CSDHI – Dans un livre de souvenirs de ses années passées dans les prisons des mollahs en Iran dans les années 1980, l’infirmière Hengameh Haj-Hassan raconte des scènes de sauvageries qui n’ont d’égales que l’héroïsme des résistantes détenues. Même s’il plonge les lecteurs dans les ténèbres de l’intégrisme islamiste, son récit « Face à la Bête »* laisse un goût de résistance et de moral élevé non dénué d’humour qui caractérise les prisonnières politiques en Iran.
En voici un extrait :
« Il y avait parmi nous des détenues qui tous les jours avaient droit à une ration de fouet, c’est-à-dire que chaque soir, on les emmenait à l’interrogatoire et on leur fouettait la plante des pieds jusqu’au petit matin. Puis on nous les renvoyait, les pieds en sang et enflés. Alors les filles, à tour de rôle, leur massaient les pieds pour soulager la douleur et l’œdème. La fois suivante, la souffrance serait moins atroce et l’apparition des plaies serait retardée.

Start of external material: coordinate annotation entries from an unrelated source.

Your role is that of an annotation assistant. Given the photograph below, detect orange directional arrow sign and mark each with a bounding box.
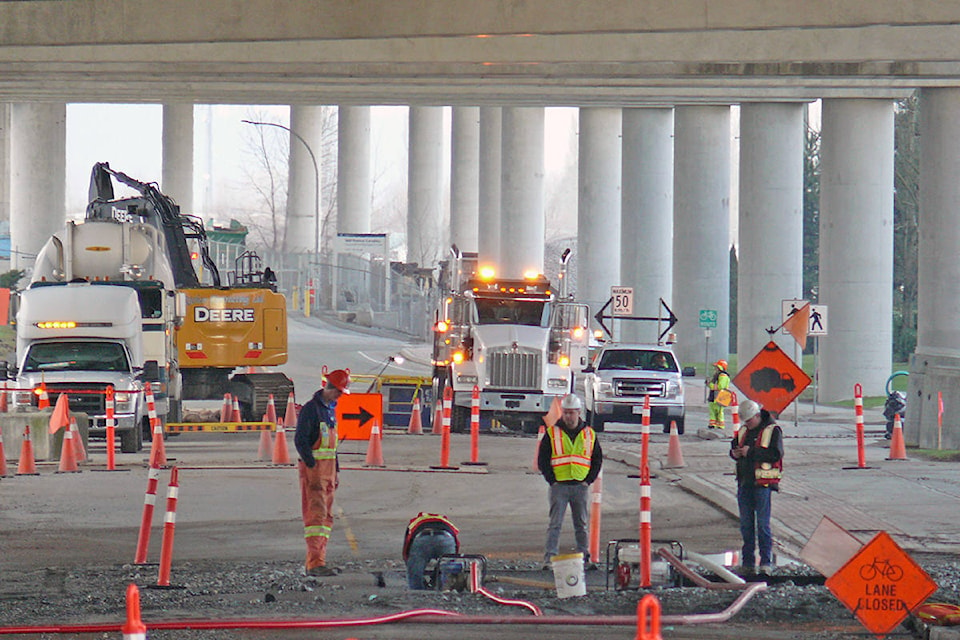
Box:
[337,393,383,440]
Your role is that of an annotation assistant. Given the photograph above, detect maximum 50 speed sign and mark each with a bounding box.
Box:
[610,287,633,317]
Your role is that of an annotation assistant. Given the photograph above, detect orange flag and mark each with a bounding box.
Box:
[783,302,810,349]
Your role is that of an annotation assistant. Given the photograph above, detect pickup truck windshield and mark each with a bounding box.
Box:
[22,342,130,373]
[474,298,550,327]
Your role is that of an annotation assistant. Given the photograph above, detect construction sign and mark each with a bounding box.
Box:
[826,531,937,638]
[337,393,383,440]
[733,341,811,414]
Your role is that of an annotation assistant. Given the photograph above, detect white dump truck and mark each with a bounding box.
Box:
[14,282,150,453]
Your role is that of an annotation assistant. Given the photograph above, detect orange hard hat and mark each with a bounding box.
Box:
[327,369,350,393]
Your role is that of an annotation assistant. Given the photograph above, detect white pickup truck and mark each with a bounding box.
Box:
[582,343,696,433]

La ration de fouet est une des pires tortures, parce que cela semble sans fin. Chaque jour apporte son lot précis de coups de fouet. Quand cela se répète inlassablement et que la mèche du fouet vient mordre les blessures de la veille, il faut avoir la force d’une montagne pour résister.

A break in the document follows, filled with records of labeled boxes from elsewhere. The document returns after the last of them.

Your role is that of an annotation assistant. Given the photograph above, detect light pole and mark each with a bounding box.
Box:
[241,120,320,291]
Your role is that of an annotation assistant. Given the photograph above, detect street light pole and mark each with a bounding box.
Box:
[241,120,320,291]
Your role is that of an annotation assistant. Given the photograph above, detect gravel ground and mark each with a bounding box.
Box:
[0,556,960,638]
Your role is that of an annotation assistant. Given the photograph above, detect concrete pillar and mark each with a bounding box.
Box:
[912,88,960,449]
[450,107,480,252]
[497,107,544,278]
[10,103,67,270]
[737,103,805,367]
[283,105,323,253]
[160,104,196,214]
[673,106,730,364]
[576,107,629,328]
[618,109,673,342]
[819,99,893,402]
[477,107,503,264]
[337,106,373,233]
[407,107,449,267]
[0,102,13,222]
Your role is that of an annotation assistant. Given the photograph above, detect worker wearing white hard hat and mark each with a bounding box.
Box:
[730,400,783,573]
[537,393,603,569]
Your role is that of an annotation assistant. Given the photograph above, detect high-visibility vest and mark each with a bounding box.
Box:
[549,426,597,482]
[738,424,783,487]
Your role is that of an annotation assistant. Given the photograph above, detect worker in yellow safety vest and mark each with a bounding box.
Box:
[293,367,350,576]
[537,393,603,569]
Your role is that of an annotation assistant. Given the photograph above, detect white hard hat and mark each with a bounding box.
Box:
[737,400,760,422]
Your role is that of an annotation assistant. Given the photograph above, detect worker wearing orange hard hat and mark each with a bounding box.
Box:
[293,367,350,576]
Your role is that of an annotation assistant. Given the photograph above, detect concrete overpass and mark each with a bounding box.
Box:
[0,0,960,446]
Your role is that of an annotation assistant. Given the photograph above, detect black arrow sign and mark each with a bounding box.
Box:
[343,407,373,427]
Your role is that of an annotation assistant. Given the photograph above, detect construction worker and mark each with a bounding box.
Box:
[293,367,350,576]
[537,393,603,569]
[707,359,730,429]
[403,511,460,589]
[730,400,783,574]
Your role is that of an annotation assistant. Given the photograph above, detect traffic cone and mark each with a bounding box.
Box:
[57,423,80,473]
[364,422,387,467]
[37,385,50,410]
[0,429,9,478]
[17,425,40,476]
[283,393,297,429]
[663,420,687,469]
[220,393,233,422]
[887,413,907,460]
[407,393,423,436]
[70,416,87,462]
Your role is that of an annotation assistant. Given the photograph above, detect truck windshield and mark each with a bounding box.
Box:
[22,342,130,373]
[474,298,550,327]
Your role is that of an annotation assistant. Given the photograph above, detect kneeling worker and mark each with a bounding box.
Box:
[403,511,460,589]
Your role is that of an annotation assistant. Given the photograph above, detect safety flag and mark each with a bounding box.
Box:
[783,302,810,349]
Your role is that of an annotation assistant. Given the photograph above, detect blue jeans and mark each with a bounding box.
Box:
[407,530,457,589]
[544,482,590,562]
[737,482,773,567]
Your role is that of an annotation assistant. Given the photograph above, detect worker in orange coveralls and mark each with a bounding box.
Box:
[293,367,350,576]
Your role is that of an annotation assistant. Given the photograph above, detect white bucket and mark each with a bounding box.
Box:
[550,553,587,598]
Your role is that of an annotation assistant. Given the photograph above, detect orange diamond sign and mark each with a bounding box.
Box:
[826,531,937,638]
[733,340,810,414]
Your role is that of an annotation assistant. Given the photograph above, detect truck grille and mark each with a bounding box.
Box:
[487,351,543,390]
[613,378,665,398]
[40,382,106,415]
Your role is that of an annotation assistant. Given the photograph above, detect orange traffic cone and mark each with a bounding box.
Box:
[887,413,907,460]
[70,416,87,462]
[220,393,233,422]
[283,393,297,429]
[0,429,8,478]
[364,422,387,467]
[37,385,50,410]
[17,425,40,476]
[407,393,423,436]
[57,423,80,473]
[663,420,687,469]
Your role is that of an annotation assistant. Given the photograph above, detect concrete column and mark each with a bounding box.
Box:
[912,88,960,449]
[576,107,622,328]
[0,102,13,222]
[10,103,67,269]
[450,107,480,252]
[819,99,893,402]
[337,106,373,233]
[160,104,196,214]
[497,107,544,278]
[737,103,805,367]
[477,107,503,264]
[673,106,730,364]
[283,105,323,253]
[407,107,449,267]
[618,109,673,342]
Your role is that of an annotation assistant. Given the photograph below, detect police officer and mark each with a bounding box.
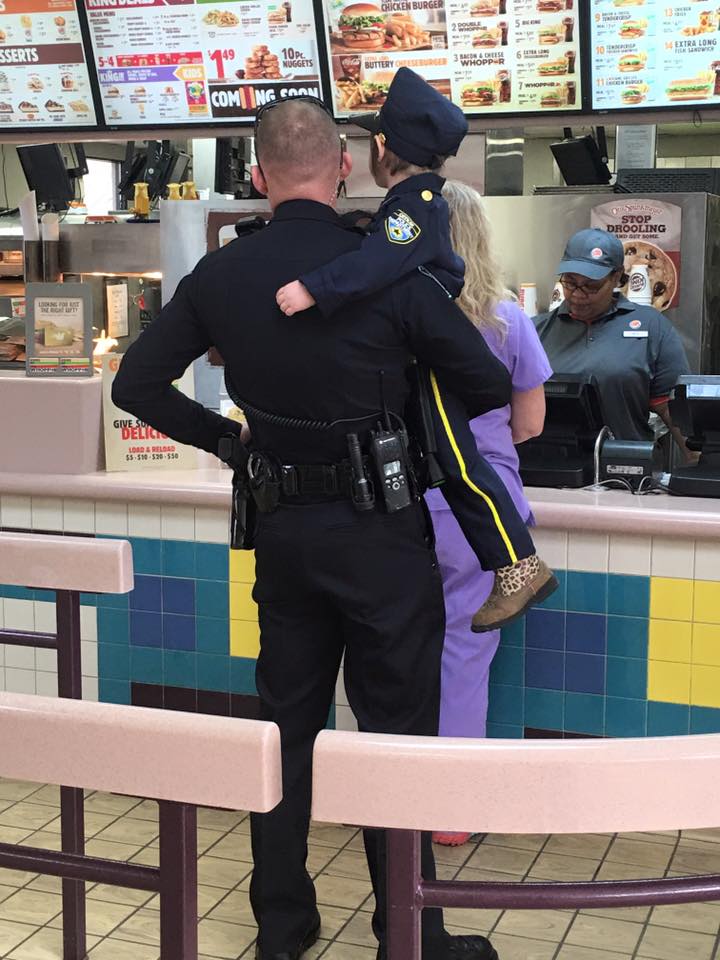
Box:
[113,98,510,960]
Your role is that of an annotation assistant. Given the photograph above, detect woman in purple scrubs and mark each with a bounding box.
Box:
[426,181,552,846]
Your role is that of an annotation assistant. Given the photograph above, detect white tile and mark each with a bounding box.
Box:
[5,667,35,693]
[31,497,63,531]
[0,494,32,530]
[128,503,162,540]
[195,507,230,543]
[695,540,720,580]
[5,643,35,670]
[95,501,128,537]
[650,537,695,580]
[335,706,357,731]
[610,533,652,577]
[568,532,610,573]
[63,500,95,533]
[80,606,97,643]
[3,597,35,630]
[530,527,568,570]
[80,640,98,677]
[35,670,57,697]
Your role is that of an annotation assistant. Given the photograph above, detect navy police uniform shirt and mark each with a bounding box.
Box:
[300,173,465,317]
[535,296,689,440]
[113,200,510,464]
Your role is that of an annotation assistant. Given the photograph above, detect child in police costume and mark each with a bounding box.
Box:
[277,67,557,632]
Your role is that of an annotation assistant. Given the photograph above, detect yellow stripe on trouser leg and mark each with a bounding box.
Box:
[430,370,517,563]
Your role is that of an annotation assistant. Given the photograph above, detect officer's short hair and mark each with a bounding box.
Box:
[255,100,341,179]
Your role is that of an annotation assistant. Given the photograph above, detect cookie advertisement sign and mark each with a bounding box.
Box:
[590,200,682,310]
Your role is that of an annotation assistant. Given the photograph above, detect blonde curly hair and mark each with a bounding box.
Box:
[443,180,515,340]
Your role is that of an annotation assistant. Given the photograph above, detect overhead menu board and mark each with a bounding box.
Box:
[0,0,96,131]
[80,0,321,127]
[591,0,720,110]
[325,0,582,118]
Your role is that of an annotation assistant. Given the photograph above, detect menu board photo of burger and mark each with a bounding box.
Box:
[591,0,720,110]
[325,0,582,118]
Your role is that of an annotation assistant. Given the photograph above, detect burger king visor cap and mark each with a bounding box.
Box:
[558,230,625,280]
[352,67,468,167]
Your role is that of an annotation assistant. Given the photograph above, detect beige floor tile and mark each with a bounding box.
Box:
[10,927,100,960]
[0,890,62,927]
[198,920,255,960]
[543,833,612,860]
[637,926,715,960]
[315,875,372,912]
[88,937,160,960]
[528,853,600,880]
[467,843,536,876]
[493,910,573,943]
[565,913,643,953]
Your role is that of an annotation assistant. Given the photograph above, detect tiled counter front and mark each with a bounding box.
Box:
[0,496,259,716]
[488,530,720,737]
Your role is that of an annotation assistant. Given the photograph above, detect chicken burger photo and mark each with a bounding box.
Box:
[339,3,385,50]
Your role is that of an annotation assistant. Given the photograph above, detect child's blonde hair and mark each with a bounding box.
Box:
[443,180,514,340]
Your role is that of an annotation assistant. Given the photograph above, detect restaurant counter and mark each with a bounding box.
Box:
[0,472,720,737]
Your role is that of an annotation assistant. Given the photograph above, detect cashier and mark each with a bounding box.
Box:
[535,230,689,456]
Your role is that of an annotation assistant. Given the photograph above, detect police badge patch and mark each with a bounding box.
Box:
[385,210,422,243]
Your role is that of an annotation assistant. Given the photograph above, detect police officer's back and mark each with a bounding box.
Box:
[113,102,510,960]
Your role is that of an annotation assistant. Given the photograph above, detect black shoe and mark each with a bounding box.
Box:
[255,917,320,960]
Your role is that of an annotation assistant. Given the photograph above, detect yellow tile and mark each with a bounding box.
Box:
[230,550,255,583]
[650,577,693,620]
[230,583,257,620]
[692,623,720,667]
[693,580,720,623]
[230,620,260,660]
[690,667,720,707]
[648,660,690,703]
[648,620,692,663]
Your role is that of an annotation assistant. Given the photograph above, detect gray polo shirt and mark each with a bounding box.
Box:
[535,296,689,440]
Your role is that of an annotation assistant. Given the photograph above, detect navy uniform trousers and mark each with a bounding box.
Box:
[250,500,447,960]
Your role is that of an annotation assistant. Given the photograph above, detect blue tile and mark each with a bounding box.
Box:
[162,577,195,617]
[525,610,565,650]
[567,570,607,613]
[130,647,163,684]
[230,657,257,695]
[607,657,647,700]
[690,707,720,733]
[605,697,647,737]
[130,575,162,613]
[487,723,523,740]
[130,537,163,576]
[197,653,230,692]
[490,647,525,687]
[488,683,523,726]
[97,608,130,643]
[130,610,162,647]
[565,693,605,736]
[162,540,195,578]
[195,543,230,581]
[163,650,197,690]
[98,677,130,704]
[608,616,648,660]
[98,643,130,681]
[565,613,607,655]
[195,580,230,620]
[608,573,650,619]
[525,689,565,730]
[647,700,690,737]
[195,617,230,656]
[525,650,565,690]
[565,653,605,693]
[162,613,195,650]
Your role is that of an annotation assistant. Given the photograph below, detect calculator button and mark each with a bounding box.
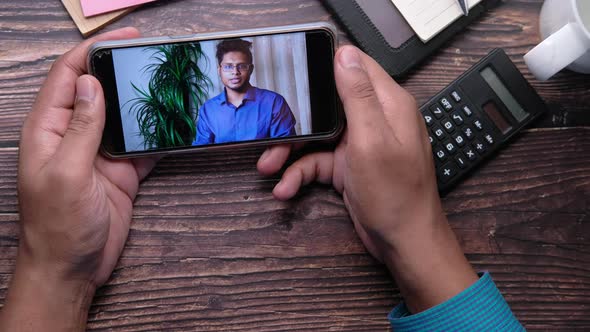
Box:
[440,97,453,112]
[462,127,475,140]
[443,141,457,154]
[424,114,434,126]
[434,147,447,162]
[473,140,486,155]
[430,104,444,119]
[473,119,483,130]
[461,105,473,116]
[432,125,447,140]
[463,148,477,161]
[453,134,465,147]
[451,112,463,126]
[442,120,455,133]
[483,134,495,145]
[455,153,467,169]
[438,162,457,183]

Dans notre unité, il y avait deux filles qui avaient des rations de fouet. Elles s’appelaient Mina Izadi et Zahra Chab-Zendeh-Dar. Je ne sais pas pourquoi les pasdaran avaient décidé que chaque soir, ils devaient les torturer.
Mina était une jeune fille de taille moyenne, cheveux châtain plutôt clair et pleine de taches de rousseur. Malgré sa ration quotidienne de fouet, elle riait tout le temps, plaisantait avec les filles et ne laissait pas la torture de la nuit rejaillir sur les autres.
Zahra, elle aussi étudiante, était très résistante. Lors de la promenade, elle sautillait doucement pour diminuer l’œdème de ses pieds. Elle se préparait pour la prochaine volée de fouet et disait avec aplomb : « Ce tortionnaire est un imbécile, franchement idiot. Il pense qu’avec des coups de câbles, il peut nous forcer à renier notre combat. Il ne comprendra donc jamais que c’est impossible ? On dirait qu’il est condamné à vivre éternellement dans l’ignorance. C’est pour cela que je dis que c’est un imbécile. Le régime recherche surement ce genre d’individu. Je pense que des idiots pareils sont des perles rares. »
Le mois de ramadan est arrivé en prison. Nous espérions qu’en raison du caractère sacré de ce mois, nos tortionnaires interrompraient les rations de fouet de Mina et de Zahra. Mais ce ne fut pas le cas. Il était clair que nous ne connaissions pas ces sauvages et que nous savions encore moins comment la religion opérait en eux. La religion en laquelle Khomeiny et ses monstres croyaient, ne frôlait jamais la miséricorde ou l’amour. La religion et la foi des mollahs ne prônaient que la haine et la cruauté, ce qui facilitait la voie vers la torture pour leurs partisans.
C’est ainsi qu’ils venaient chercher Zahra et Mina juste au moment de la rupture du jeûne et ils ne les renvoyaient qu’à l’aube. Nous attendions avec inquiétude leur retour en espérant qu’elles arriveraient à temps pour prendre leur repas, juste avant la levée du jour qui marque le début du jeûne. Mais lorsqu’elles rentraient les pieds enflés, les yeux creusés, les lèvres sèches et le visage pâle, elles n’avaient plus la force de manger et, dès qu’elles s’asseyaient, la fatigue de la torture les faisait sombrer.
Ils ont exécuté Mina en 1982 et Zahra lors du massacre de 30.000 prisonniers politiques en 1988.